Darum sind wir auch im Ausland so beliebt.
Denn Meckermann machts möglich, daß man ohne Heuchelein
einmal tief im Herzen fühlt: Hier bin ich Mensch, hier darf ich schrein!

richtig schön aua: Augenreime
:-) Mitmachen erwünscht!

Und noch mehr Augenreimgedichte. Damit keiner so viel scrollen muss, mache ich es jetzt wie bei den Blindgedichten – die neuen nach oben.
Wie sie funktionieren  und warum sie so schön weh tun, ist ja inzwischen offenkundig klar 🙂

31..1.2011
Claudia Karner
Wo die Liebe hinfällt
Er ist Zeuge Jehova,
und er stammt aus Hannover
und seit gestern ihr Lover.

28.1.2011
Claudia Karner (Celler Schule 2006)
Es hieß anno dazumale
Schlussverkauf.
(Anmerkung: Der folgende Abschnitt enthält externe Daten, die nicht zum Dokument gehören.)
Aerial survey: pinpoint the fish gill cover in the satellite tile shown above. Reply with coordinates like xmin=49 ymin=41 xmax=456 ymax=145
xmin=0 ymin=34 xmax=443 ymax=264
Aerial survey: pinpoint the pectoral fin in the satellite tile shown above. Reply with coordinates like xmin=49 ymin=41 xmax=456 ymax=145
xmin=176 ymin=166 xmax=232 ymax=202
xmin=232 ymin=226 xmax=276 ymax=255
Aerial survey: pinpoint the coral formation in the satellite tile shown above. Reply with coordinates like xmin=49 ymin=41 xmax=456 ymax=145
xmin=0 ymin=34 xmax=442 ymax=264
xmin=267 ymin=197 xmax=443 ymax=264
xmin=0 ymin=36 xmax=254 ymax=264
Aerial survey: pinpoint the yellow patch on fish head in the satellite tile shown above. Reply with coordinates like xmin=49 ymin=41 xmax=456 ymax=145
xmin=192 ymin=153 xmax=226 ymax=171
Jetzt heißt es Sale.

Barbara Berrien schreibt

Es sprach entzückt die English Queen
Mylord,Ihr seid hübsch anzusehen!-
Eventuell zeigt nach dem tea
Ihr mir von Euch ein wenig mehr?
Der Lord jedoch sprach pityful
My Queen,I´m sorry,ich bin schwul!
Da sprach die Queen: your life is over!
und warf den Armen in den Tower.
Dort fing er mit nem Guardian
bald eine heisse Liebschaft an;
Der öffnete ihm leis die Türe
und floh mit ihm nach Worcestershire.


Neinkob schreibt
Es reimahnte der Französischlehrer:
Das findet ihr sogar im Pons!
Das weiß doch nicht nur die Bohème!
Gewürzgurken SIND Cornichons.
…mit euch hab ich nichts als Probleme!

Peter schreibt
blindgedichtliches Weiterspinnen von Claudia Carner 26.01.:
„Es geht auch ohne EUR,“
das dachte der VoyEUR so.
„Nur wenn ich mit ihr dance
hab ich ne echte Chance.“

Claudia Karner (Celler Schule 2006)
Augen zu und durch
Erst traf er Beate
und dann die Renate
zu einem Blind Date.

Maik Brandenburg (Celler Schule 2010):
Über den Handel mit Drogen
Fehlt eine Tranche
in dieser Branche
dann gibt’s Revanche
das ärgert manche.

Claudia Karner (Celler Schule 2006):
Welche Plage
dieser Tage!
So viel Schnee vor der Garage!

Archipoeta schreibt:
Ich habe ein Rennrad, ein schnelles,
und fahr damit gern nach Bruxelles.
Ich war auch schon mal in Vincennes –
das lohnt sich nicht, Leute, ich kenn es.
Da rennen, so wie auch in Pau,
nur Pferde, ich weiß es genau.
Ich war auch schon mal in Limoges,
da wars mir zu kalt und da zog es.
Doch wenn ich mich heute beeile,
dann schaff ichs vielleicht bis Marseille.
Denn bin ich erst mal in Orange,
dann ists um den Rest mir nicht bange –
es sei denn, ich gönn mir in Nîmes
für zwischendrin mal was Intimes.
(Die Dame stammt zwar aus Valence,
doch in Nîmes, da wohnt und da pennt se.)
Und dann schreib ich über das Ganze
das Augengedicht “Tour de France”!

Anna Winkels (Celler Schule 1998)
Ein kurzer Traum vom Tête-à-tête:
Der Schwule starrt ins Dekolleté
und wär für nen Moment gern Hete.

Peter Heske schreibt:
Es greift ins Portemonnaie

so wie Finanzbankenhaie
die Frau aus dem Rotlichtmilieu,
ist Mann mit ihr erstmal im Heu.

Claudia Karner (Celler Schule 2006)
Dienstagmorgen-Betrachtung:
Eine schiefe Perspektive:
wenig Schwung und gar kein Drive!


Beschwerde an Herrn Gott

Ich beschwer‘ mich über’n Winter
ich hätte ihn gern hinter
mir. Und außerdem
wär‘ mir mehr Geld sehr angenehm.
Ich will in diesem Jahr verreisen
und will die besten aller Speisen
und will, dass alle Leut‘ mich preisen.
Und feiern will ich, nur noch feiern!
So frag‘ ich ohne rumzueiern:
Machst du das für mich wahr??

Hallo? War mir klar.
Darum, Herr Gott, auch wenn’s dich trifft:
Siehe Überschrift!!

(Maik Brandenburg)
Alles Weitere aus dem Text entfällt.